She bolted upright, instantly alert. “What’s going on?”
“We’ve got trouble. Get dressed—now.”
She leaped from the bed as if it were on fire and yanked on jeans and a hoodie. He handed her sidearm to her, and she slid it into the holster at her back without a word.
“Specs?” Kawan called, ducking his head out into the hallway.
“I’ve got her,” Jupiter said, ushering Specs out of the adjoining room. She was pulling on sneakers with one hand, clutching her laptop with the other as if it were her weapon. In a way, it was.
“Tell me we’re not walking into another deathtrap,” Specs mumbled.
“We’re walking out of it,” Kawan said grimly.
Thor met them at the bend of the hallway. “Lobby’s compromised. We go down the corridor, out the far door, hit the lot.”
“I’ll take one SUV,” Kawan said. “Me, Jupiter, Specs, and Lark.”
“I’ll drive the other with everyone else. Comms in.” Thor tapped his ear. “Let’s move.”
They crept down the hallway in silence, the air thick with adrenaline.
Lark was behind him, breathing steady, movements smooth. She was in mission mode now—controlled, precise. It was the glue that held her together. The thing that had given her what her childhood had stolen.
Value.
Only, he wanted her to see that there was so much more to life than slinking in and out of danger.
Gunfire cracked just as they hit the exit door.
Kawan shoved it open and pushed Lark through first, followed by Specs and Jupiter. The parking lot exploded into chaos—rounds pinged off concrete, and a car alarm blared.
“Go, go, go!” Thor barked from the other side.

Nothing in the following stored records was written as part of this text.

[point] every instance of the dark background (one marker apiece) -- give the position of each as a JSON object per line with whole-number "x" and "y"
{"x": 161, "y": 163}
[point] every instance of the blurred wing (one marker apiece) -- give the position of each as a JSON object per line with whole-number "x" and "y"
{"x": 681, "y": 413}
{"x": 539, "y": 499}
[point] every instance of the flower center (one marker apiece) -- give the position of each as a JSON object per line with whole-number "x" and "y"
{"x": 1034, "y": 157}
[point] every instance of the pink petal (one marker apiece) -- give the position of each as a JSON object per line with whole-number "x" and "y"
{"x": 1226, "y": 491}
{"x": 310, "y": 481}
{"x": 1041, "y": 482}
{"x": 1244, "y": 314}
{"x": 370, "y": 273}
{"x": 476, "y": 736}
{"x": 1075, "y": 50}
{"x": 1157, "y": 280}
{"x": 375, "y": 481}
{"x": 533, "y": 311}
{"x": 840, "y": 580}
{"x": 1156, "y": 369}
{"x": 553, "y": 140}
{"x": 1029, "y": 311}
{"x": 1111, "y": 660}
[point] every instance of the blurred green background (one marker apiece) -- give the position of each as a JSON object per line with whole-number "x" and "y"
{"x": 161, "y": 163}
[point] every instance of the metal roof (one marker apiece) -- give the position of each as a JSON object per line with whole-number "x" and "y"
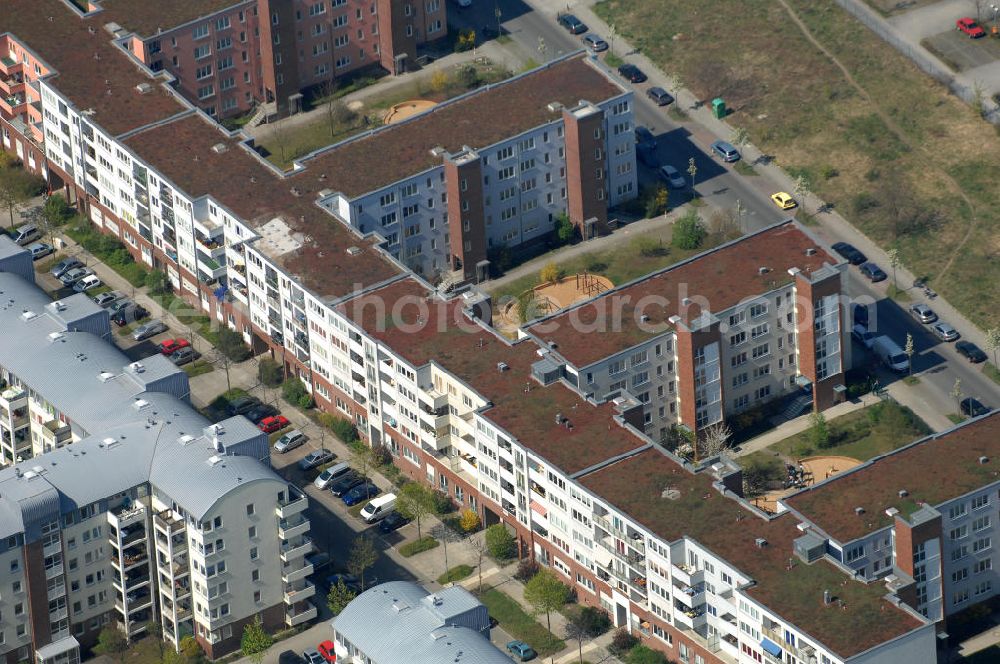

Kawan shifted, his boots hitting the hard blacktop as he limped along, arm raised, returning fire as he dived behind a dumpster, laying cover as Jupiter threw open the SUV door.
Kawan continued to unload a few more rounds.
“Let’s go,” Jupiter called. “I’ve got your six.”
Adrenaline spiking, Kawan raced toward the open driver’s side of the SUV. He jumped in, pulled the door closed, rammed the gear shift into drive, and peeled out, tires screaming as he fishtailed onto the main road.
Through the rearview, he saw the other SUV lurch into motion behind them. Thor, Leif, Sloan, and Moose were locked and loaded. He tapped his earpiece. “Everyone okay back there?”
“Living the dream,” Thor’s voice crackled through the comms.
More gunfire.
Bullets whizzed past the car. A couple hit the metal as Kawan did his best to zig-zag down the road.
A blacked-out sedan tailed them, inching a little too close for comfort, handling both the speed and the road with the kind of practiced ease that made Kawan more than uncomfortable.
“Two miles,” Specs said, fingers flying across her laptop. “We’ve got a turnoff that leads to a back road. If we take it, we can double back and lose them.”
“I’ve got a better idea,” Jupiter said. “Take the turn off, and then I’m gonna light up the sky.”
“Copy that,” Kawan muttered. “Thor, tuck in tight behind me.”
Lark twisted in the seat beside him, watching the road. “They’re gaining.”